Olhemos para a Europa. De acordo com as previsões de Outono da Comissão Europeia para o ano em curso, dos 27 Estados Membros, só seis vão ter registos piores dos que se projectam para o PIB nacional – ou, por outras palavras, há 20 países a crescer mais. Vale a pena olhar para os países que ficarão abaixo do crescimento de 2.6% do PIB previsto por Bruxelas para Portugal. Nesse grupo estão economias muito mais maduras e consolidadas, onde a potencialidade de crescimento é naturalmente mais baixa. Casos da Dinamarca, da Bélgica, da Alemanha, da França e da Itália – falta neste leque a Grécia, que continua afundada na sua crise interminável. A quase generalidade dos países que estão num nível de competitividade mais próximo do nosso está a andar muito mais depressa. Caso da Espanha, que crescerá este ano 3.5%. Caso da Eslovénia (4.7%), da República Checa (4.3%), da Polónia (4.2%) ou a Estónia (4.4%).

Para agravar a comparação, todos estes países têm contas públicas mais estabilizadas. Não tanto ao nível do défice, onde Portugal dispõe hoje de uma situação muito positiva em termos europeus, mas principalmente ao nível da dívida. Ver países como a Bulgária (com uma dívida equivalente a 37.8% do PIB) ou a Estónia (uns “escandalosos” 9.2% do PIB) e compará-la com a dívida portuguesa tem o demérito de nos deprimir e a vantagem de nos lembrar a distância que ainda é preciso percorrer até ao limiar da estabilidade. Erguer uma estátua a Centeno ou a António Costa é desistir de acreditar que Portugal pode ficar ainda muito melhor.

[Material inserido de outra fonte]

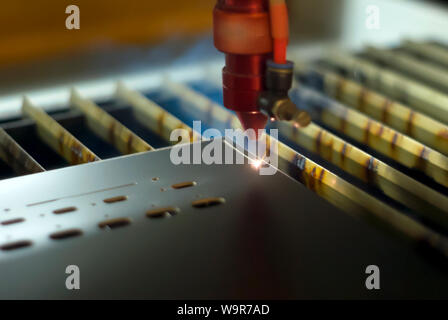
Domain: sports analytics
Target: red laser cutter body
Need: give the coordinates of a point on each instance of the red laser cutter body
(242, 31)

Mas não é só por isso que o mérito de Mário Centeno e do Governo deve ser temperado. Ainda é cedo para esquecermos, por exemplo, as trapalhadas da Caixa Geral de Depósitos  – Marcelo Rebelo de Sousa chegou a dizer que aceitava a sua continuidade nas Finanças para garantir o “estrito interesse nacional”, lembram-se? Muitos dos pressupostos do seu programa económico saíram errados – o crescimento deste ano deve-se mais às exportações (incluindo o turismo) e ao investimento do que ao consumo privado supostamente estimulado pela devolução de rendimentos perdidos. Recorde-se que o cumprimento do défice de 2016 se fez à custa de um gigantesco programa de cativações. E repare-se que o diferimento de despesas rígidas com salários no Estado para 2019 e 2020 está longe de merecer consensos entre os economistas.

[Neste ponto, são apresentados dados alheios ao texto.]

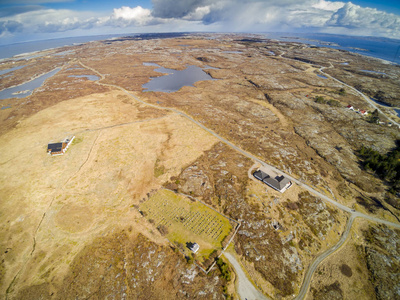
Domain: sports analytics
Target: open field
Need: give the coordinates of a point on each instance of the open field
(57, 205)
(188, 221)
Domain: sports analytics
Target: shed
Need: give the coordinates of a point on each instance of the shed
(194, 247)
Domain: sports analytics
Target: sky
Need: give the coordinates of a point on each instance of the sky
(28, 20)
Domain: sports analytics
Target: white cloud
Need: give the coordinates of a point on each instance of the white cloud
(368, 21)
(328, 5)
(137, 16)
(223, 15)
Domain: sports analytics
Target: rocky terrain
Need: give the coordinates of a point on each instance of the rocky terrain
(69, 228)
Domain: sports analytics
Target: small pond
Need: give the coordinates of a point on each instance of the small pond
(2, 72)
(175, 79)
(373, 72)
(210, 68)
(26, 89)
(89, 77)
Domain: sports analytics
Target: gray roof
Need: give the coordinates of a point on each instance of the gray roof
(260, 175)
(277, 183)
(55, 147)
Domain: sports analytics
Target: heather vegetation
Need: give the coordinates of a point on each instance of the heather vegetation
(385, 166)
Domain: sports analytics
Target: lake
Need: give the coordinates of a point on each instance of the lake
(175, 79)
(26, 89)
(89, 77)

Talvez seja por isso que o falcão que o antecedeu no Eurogrupo, Jeroem Dijsselbleoem, ande por aí a deixar remoques. “Cuidado com a complacência. Vejo demasiados a políticos a relaxar”, disse. Talvez seja esse também o motivo que leva o Presidente-Rei a lembrar que “a execução de 2018 e o Orçamento para 2019 têm de corresponder àquilo que é a exigência de alguém que dá o exemplo no Eurogrupo".  

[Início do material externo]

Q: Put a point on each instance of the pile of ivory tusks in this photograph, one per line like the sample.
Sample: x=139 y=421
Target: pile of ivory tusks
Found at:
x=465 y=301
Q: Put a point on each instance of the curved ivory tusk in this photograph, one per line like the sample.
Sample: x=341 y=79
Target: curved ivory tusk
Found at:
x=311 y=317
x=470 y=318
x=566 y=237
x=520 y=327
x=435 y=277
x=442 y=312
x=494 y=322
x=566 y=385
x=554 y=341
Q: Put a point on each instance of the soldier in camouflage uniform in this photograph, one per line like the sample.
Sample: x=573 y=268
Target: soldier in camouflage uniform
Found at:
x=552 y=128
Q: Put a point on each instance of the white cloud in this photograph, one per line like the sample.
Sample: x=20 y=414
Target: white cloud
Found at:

Ter um ministro português a liderar uma instância europeia é bom, é um prémio, é um certificado de eficiência à política do Governo que tanto irrita a extrema-esquerda como deixa a direita patética, desarmada e sem palavras. É prova de que o país está numa boa fase, é sintoma de que recuperou a credibilidade externa e pode olhar para a frente com optimismo. Mas o desfecho da escolha não nos deve levar a acreditar, como aconteceu no malfadado tempo da partida de Durão Barroso para a Comissão Europeia, que com um Centeno no Eurogrupo estamos condenados a ser campeões. É momento de fazer a vénia ao ministro e ao Governo; mas não é ainda momento para lhe erigir a estátua de bronze que o consagraria como Messias deste país de futuro incerto.